Alike KEGG patway, [Reactome](https://reactome.org/) is a free,
open-source, curated and peer-reviewed pathway database. The
Bioconductor `r BiocStyle::Biocpkg("reactome.db")` package provides
access to reactome maps and annotations within R.


### Molecular Signatures Database (MSigDB)

MSigDB is a collection of annotated gene sets for use with GSEA
software. The MSigDB gene sets are divided into 9 collections:

- Hallmark gene sets (H) are coherently expressed signatures derived
  by aggregating many MSigDB gene sets to represent well-defined
  biological states or processes.
- Positional gene sets (C1) for each human chromosome and cytogenetic band.
- Curated gene sets (C2) from online pathway databases, publications
  in PubMed, and knowledge of domain experts.
- Regulatory target gene sets (C3) based on gene target predictions
  for microRNA seed sequences and predicted transcription factor
  binding sites.
- Computational gene sets (C4) defined by mining large collections of
  cancer-oriented microarray data.
- Ontology gene sets (C5) consist of genes annotated by the same
  ontology term.
- Oncogenic signature gene (C6) sets defined directly from microarray
  gene expression data from cancer gene perturbations.
- Immunologic signature gene sets (C7) defined directly from
  microarray gene expression data from immunologic studies.
- Cell type signature gene sets (C8) curated from cluster markers
  identified in single-cell sequencing studies of human tissue.
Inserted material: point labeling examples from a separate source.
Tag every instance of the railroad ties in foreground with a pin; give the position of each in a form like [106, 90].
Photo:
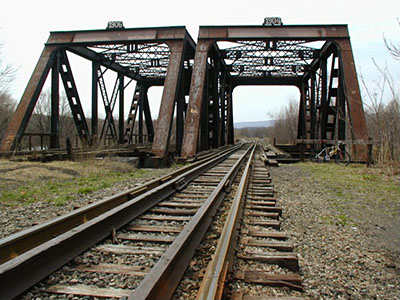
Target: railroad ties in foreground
[214, 236]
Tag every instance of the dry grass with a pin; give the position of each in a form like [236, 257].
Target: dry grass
[60, 181]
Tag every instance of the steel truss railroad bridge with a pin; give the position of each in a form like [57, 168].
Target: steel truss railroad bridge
[224, 57]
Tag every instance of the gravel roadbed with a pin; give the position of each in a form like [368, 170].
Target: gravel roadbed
[337, 261]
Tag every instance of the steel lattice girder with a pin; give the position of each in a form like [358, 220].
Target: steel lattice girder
[277, 55]
[141, 54]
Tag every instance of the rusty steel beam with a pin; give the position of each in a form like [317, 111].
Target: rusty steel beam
[286, 32]
[170, 94]
[191, 134]
[88, 37]
[292, 81]
[352, 94]
[19, 121]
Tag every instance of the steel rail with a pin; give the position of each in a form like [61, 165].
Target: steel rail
[212, 285]
[161, 282]
[22, 272]
[20, 242]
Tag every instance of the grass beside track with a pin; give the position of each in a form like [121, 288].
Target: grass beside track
[59, 182]
[357, 192]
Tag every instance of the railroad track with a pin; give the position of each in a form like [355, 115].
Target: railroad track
[139, 245]
[36, 253]
[251, 259]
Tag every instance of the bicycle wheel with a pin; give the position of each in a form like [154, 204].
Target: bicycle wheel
[343, 157]
[315, 156]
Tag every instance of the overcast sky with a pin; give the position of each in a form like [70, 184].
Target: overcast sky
[25, 26]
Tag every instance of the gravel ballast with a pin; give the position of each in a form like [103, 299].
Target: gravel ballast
[337, 261]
The `r BiocStyle::CRANpkg("msigdbr")` CRAN package provides the MSigDB
gene sets in a standard R data frame with key-value pairs.

### Input data

To illustrate enrichment analyses, we will use the DESeq2 results
stored in the `res_tbl` variable, computed in the previous
chapter.

We will focus on the genes that have an adjusted p-value (those that
have been tested) and that have unique ENTREZ gene identifiers.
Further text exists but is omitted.